Member of the Congress of Deputies
- In office 12 March 2000 – 2 April 2004
- Constituency: Albacete

Minister of Justice
- In office 6 May 1996 – 28 April 2000
- Prime Minister: Jose Maria Aznar
- Preceded by: Juan Alberto Belloch
- Succeeded by: Ángel Acebes

Personal details
- Born: 10 January 1954 (age 72) Madrid
- Party: Independent

= Margarita Mariscal de Gante =

Spanish judge and politician (born 1954)

Margarita Mariscal de Gante y Mirón (born 10 January 1954) is a Spanish judge and politician, who served as the minister of justice from 1996 to 2000.

==Early life==
Mariscal de Gante was born in Madrid on 10 January 1954. She is the daughter of Jaime Mariscal de Gante, a judge of the Public Order Tribunal created in Francoist Spain. The brother of this judge, Commissioner Mariscal de Gante, is also known for having invited the torturer Billy el Niño, the alias of Antonio González Pacheco, to celebrate in a police station in Madrid.
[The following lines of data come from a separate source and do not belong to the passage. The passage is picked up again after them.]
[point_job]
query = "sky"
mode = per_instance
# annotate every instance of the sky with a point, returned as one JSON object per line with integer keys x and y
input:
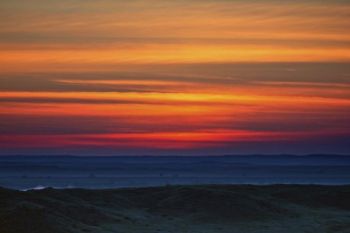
{"x": 184, "y": 77}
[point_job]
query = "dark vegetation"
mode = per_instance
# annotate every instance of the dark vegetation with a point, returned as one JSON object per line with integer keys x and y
{"x": 78, "y": 210}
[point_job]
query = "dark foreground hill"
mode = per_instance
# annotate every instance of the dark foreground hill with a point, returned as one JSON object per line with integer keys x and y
{"x": 178, "y": 209}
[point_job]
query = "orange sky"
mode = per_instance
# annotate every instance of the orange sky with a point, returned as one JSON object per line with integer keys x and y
{"x": 165, "y": 77}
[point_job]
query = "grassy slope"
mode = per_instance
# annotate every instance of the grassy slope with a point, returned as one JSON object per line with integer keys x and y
{"x": 279, "y": 208}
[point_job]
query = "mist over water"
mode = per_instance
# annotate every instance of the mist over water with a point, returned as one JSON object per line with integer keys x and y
{"x": 38, "y": 172}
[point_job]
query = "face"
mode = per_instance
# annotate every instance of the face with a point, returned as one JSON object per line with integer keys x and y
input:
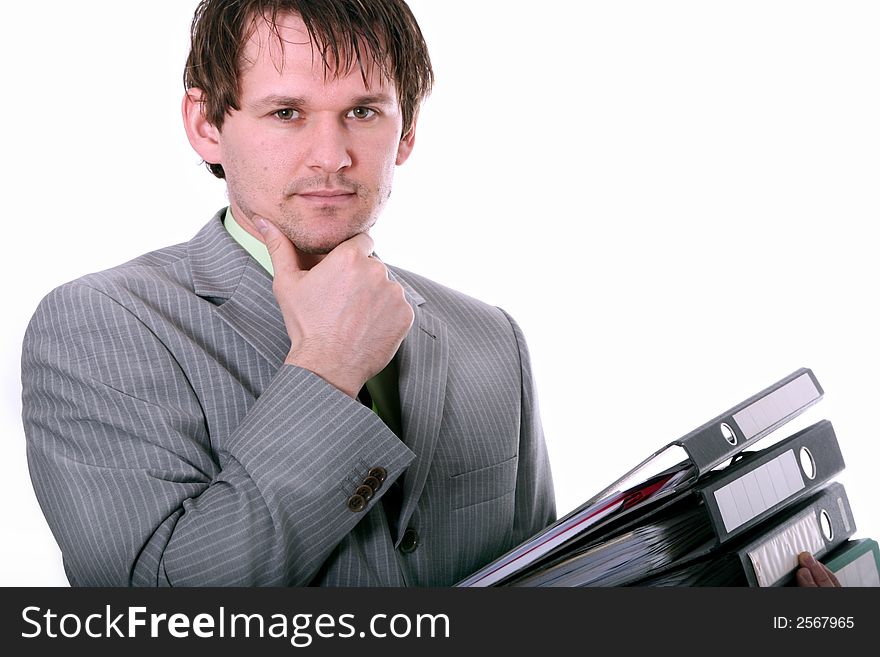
{"x": 312, "y": 152}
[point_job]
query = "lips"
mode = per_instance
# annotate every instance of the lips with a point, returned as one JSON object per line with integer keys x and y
{"x": 328, "y": 194}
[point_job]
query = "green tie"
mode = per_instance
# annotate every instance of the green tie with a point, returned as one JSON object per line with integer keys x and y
{"x": 384, "y": 397}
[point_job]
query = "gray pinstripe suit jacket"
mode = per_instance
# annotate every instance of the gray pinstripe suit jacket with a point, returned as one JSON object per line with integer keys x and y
{"x": 168, "y": 445}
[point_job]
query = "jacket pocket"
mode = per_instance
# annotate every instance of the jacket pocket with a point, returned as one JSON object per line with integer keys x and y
{"x": 484, "y": 484}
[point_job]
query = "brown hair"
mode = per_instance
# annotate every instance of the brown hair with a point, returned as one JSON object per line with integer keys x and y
{"x": 340, "y": 29}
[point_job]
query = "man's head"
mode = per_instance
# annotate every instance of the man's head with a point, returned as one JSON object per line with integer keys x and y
{"x": 305, "y": 107}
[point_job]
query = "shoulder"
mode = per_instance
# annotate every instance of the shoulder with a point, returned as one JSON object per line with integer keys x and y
{"x": 444, "y": 300}
{"x": 461, "y": 312}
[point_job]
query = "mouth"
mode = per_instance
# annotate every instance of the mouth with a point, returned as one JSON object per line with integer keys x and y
{"x": 327, "y": 195}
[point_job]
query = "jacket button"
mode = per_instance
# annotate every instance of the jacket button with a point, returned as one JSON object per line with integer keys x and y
{"x": 356, "y": 503}
{"x": 379, "y": 473}
{"x": 410, "y": 541}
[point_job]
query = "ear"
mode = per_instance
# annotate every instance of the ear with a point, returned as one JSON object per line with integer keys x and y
{"x": 203, "y": 135}
{"x": 404, "y": 148}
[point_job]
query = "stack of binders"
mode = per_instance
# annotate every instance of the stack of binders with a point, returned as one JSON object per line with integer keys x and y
{"x": 721, "y": 514}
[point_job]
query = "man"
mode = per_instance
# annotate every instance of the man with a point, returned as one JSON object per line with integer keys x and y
{"x": 269, "y": 404}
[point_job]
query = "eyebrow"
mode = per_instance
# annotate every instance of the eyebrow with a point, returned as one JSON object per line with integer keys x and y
{"x": 276, "y": 100}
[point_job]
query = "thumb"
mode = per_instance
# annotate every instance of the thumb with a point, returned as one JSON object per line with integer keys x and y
{"x": 281, "y": 249}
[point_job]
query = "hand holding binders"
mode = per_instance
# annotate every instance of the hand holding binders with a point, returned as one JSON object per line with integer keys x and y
{"x": 654, "y": 479}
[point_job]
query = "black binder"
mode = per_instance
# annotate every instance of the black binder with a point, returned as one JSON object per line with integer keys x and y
{"x": 767, "y": 554}
{"x": 663, "y": 474}
{"x": 718, "y": 507}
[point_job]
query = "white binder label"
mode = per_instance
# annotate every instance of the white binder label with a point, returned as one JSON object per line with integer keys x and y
{"x": 777, "y": 556}
{"x": 754, "y": 492}
{"x": 778, "y": 405}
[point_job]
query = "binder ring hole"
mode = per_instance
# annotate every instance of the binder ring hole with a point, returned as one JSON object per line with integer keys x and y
{"x": 808, "y": 463}
{"x": 728, "y": 434}
{"x": 825, "y": 523}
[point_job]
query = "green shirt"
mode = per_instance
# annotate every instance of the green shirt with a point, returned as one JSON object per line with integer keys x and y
{"x": 382, "y": 387}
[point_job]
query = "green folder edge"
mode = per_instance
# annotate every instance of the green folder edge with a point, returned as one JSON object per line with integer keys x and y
{"x": 850, "y": 551}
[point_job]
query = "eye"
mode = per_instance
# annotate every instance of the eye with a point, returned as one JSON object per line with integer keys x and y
{"x": 287, "y": 114}
{"x": 362, "y": 113}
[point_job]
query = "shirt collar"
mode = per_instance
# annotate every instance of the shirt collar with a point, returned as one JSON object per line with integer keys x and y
{"x": 248, "y": 242}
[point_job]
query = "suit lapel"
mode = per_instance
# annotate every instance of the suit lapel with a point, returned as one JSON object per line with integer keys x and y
{"x": 223, "y": 271}
{"x": 423, "y": 360}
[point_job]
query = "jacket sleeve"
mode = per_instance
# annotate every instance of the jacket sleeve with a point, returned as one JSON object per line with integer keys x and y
{"x": 134, "y": 486}
{"x": 535, "y": 503}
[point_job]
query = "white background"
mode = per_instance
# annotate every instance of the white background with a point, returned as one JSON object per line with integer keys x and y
{"x": 676, "y": 200}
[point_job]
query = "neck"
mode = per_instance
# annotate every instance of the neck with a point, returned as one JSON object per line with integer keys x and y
{"x": 305, "y": 261}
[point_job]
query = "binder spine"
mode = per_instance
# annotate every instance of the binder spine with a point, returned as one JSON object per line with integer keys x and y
{"x": 729, "y": 433}
{"x": 771, "y": 479}
{"x": 822, "y": 523}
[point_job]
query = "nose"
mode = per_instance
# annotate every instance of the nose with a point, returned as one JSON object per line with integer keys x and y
{"x": 329, "y": 146}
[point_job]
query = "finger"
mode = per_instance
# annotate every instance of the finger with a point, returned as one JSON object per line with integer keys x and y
{"x": 361, "y": 243}
{"x": 818, "y": 572}
{"x": 804, "y": 578}
{"x": 281, "y": 250}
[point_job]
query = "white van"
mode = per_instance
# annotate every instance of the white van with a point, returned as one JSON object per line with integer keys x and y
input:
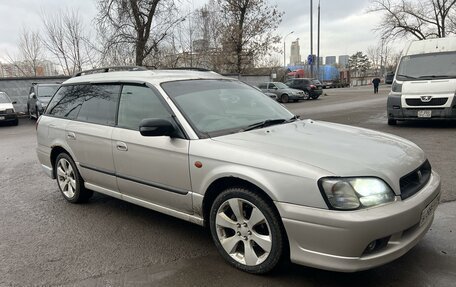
{"x": 425, "y": 82}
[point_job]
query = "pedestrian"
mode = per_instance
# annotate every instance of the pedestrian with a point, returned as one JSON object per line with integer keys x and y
{"x": 376, "y": 82}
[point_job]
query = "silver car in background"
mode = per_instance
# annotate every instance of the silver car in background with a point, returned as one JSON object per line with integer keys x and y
{"x": 284, "y": 93}
{"x": 216, "y": 152}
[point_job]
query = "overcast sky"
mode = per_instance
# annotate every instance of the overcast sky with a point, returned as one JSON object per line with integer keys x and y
{"x": 345, "y": 26}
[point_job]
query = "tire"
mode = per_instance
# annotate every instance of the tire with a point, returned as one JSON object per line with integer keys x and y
{"x": 392, "y": 122}
{"x": 306, "y": 95}
{"x": 37, "y": 113}
{"x": 70, "y": 181}
{"x": 264, "y": 240}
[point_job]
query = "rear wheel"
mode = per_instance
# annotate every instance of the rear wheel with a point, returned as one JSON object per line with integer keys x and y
{"x": 246, "y": 230}
{"x": 306, "y": 95}
{"x": 69, "y": 180}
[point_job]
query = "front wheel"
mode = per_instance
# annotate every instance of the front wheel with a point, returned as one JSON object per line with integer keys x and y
{"x": 246, "y": 230}
{"x": 69, "y": 180}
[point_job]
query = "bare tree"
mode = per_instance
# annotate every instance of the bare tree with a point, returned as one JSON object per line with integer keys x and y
{"x": 421, "y": 19}
{"x": 30, "y": 47}
{"x": 141, "y": 25}
{"x": 247, "y": 31}
{"x": 65, "y": 37}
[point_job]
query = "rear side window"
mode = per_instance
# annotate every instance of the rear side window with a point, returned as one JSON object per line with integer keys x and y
{"x": 89, "y": 103}
{"x": 66, "y": 102}
{"x": 100, "y": 104}
{"x": 138, "y": 103}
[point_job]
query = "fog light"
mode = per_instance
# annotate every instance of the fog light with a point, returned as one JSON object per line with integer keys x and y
{"x": 371, "y": 246}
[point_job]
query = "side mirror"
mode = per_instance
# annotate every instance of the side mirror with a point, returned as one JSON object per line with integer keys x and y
{"x": 156, "y": 127}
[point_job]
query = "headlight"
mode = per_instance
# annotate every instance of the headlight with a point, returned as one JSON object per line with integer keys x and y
{"x": 355, "y": 193}
{"x": 396, "y": 87}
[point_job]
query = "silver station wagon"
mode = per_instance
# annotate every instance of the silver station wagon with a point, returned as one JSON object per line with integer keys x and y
{"x": 214, "y": 151}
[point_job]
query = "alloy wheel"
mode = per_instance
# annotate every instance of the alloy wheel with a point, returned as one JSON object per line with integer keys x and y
{"x": 243, "y": 231}
{"x": 66, "y": 178}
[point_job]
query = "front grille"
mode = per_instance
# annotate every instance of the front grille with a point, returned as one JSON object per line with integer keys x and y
{"x": 414, "y": 181}
{"x": 432, "y": 102}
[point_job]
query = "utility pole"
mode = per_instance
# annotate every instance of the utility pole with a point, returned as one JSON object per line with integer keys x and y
{"x": 318, "y": 43}
{"x": 284, "y": 49}
{"x": 311, "y": 38}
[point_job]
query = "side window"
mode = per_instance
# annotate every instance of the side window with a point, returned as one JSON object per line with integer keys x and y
{"x": 66, "y": 102}
{"x": 138, "y": 103}
{"x": 100, "y": 104}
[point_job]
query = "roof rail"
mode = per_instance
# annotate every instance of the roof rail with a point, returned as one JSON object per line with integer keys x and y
{"x": 188, "y": 69}
{"x": 110, "y": 69}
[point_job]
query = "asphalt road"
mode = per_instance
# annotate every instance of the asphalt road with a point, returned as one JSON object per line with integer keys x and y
{"x": 45, "y": 241}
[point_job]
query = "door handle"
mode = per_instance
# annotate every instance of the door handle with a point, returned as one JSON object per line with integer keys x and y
{"x": 71, "y": 136}
{"x": 121, "y": 146}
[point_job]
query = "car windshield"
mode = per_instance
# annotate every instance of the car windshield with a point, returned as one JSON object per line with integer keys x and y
{"x": 281, "y": 85}
{"x": 427, "y": 66}
{"x": 4, "y": 98}
{"x": 220, "y": 107}
{"x": 47, "y": 91}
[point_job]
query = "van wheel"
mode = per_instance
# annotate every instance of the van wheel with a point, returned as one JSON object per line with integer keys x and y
{"x": 306, "y": 95}
{"x": 392, "y": 122}
{"x": 69, "y": 180}
{"x": 246, "y": 231}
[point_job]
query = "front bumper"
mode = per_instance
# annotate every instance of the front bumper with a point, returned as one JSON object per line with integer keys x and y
{"x": 8, "y": 117}
{"x": 337, "y": 240}
{"x": 397, "y": 112}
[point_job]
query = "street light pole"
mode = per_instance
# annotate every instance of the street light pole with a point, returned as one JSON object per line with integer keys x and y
{"x": 284, "y": 49}
{"x": 311, "y": 38}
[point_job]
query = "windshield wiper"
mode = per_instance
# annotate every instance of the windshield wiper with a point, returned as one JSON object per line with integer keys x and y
{"x": 437, "y": 76}
{"x": 267, "y": 123}
{"x": 405, "y": 76}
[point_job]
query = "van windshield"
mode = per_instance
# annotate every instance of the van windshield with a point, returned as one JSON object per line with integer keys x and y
{"x": 427, "y": 66}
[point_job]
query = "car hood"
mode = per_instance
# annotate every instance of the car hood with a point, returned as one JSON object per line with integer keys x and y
{"x": 44, "y": 100}
{"x": 4, "y": 106}
{"x": 290, "y": 90}
{"x": 338, "y": 149}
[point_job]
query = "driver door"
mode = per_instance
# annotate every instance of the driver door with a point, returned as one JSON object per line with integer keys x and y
{"x": 150, "y": 169}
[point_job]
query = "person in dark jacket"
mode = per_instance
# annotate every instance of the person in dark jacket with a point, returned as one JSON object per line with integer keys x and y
{"x": 376, "y": 82}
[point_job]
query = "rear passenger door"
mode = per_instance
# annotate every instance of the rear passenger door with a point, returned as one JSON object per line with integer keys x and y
{"x": 94, "y": 109}
{"x": 150, "y": 169}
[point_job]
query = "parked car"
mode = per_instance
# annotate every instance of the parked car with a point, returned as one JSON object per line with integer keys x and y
{"x": 424, "y": 84}
{"x": 271, "y": 95}
{"x": 216, "y": 152}
{"x": 312, "y": 88}
{"x": 284, "y": 93}
{"x": 39, "y": 97}
{"x": 7, "y": 111}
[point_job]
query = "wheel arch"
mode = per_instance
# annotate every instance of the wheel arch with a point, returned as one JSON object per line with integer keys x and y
{"x": 221, "y": 184}
{"x": 56, "y": 150}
She has a law degree.

==Career==
Mariscal de Gante worked as a judge in different cities of Spain before she attained her ministerial appointment. She was appointed minister of justice on 6 May 1996, replacing Juan Alberto Belloch in the post. She was in office until 28 April 2000 and Ángel Acebes replaced her as justice minister. She was elected to the congress of deputies in 2000, representing Albacete Province, and served there until 2004. During her term she was the first vice-president of the congress.